Dan hanya Mbak Yula yang pegang bukunya terbalik 


Aku selalu berpikir bahwa buku selalu lebih dari segenap unsur intrinsik yang ada dan menyelimutinya. Ia juga membawa unsur-unsur ekstrinsik. Bagiku misalnya, buku Pelisaurus yang ditulis oleh Gunawan Tri Atmodjo adalah buku yang sarat dengan unsur ekstrinsik itu.

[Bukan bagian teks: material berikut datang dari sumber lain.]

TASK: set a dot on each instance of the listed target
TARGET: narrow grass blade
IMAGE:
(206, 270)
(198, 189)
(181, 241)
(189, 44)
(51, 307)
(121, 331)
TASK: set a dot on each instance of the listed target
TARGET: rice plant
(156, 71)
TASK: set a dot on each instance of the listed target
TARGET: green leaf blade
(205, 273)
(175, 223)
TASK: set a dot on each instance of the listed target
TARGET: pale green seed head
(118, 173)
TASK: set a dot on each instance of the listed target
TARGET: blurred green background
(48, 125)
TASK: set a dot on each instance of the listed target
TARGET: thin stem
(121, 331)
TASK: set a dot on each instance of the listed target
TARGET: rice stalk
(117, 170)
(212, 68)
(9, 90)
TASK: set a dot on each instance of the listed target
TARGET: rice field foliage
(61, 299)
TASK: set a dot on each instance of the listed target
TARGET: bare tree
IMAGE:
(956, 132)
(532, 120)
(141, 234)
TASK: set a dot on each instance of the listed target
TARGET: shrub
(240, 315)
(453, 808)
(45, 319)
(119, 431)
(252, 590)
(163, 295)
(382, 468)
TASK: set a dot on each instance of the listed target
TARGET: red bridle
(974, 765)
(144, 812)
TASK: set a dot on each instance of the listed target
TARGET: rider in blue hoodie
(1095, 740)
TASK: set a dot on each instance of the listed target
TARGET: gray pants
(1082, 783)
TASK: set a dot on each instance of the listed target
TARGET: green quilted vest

GTA sendiri adalah seorang penulis yang dikenalkan oleh seorang perempuan berambut panjang berombak berwarna sedikit kemerahan bekas pewarnaan yang sudah pudar. Perempuan berlesung pipi dalam ini punya segudang cerita ketika kami sedang bersama. Daftar unsur ekstrinsik ini bisa saja aku perpanjang hingga bertumpuk-tumpuk halamanan jika saja mengenang dia tidak begitu menyakitkan.

Namun, kembali lagi ke bagian utama yang dicetak tebal pada alinea keempat tulisan ini. Bahwa acara ini dibuat untuk mendudukkan para pembaca buku bersama, walaupun ketika membaca broadcast message yang disebar Mbak Yula, ada bumbu-bumbu harapan bahwa akan juga menemukan teman kencan, aku tak ingin memaksakannya.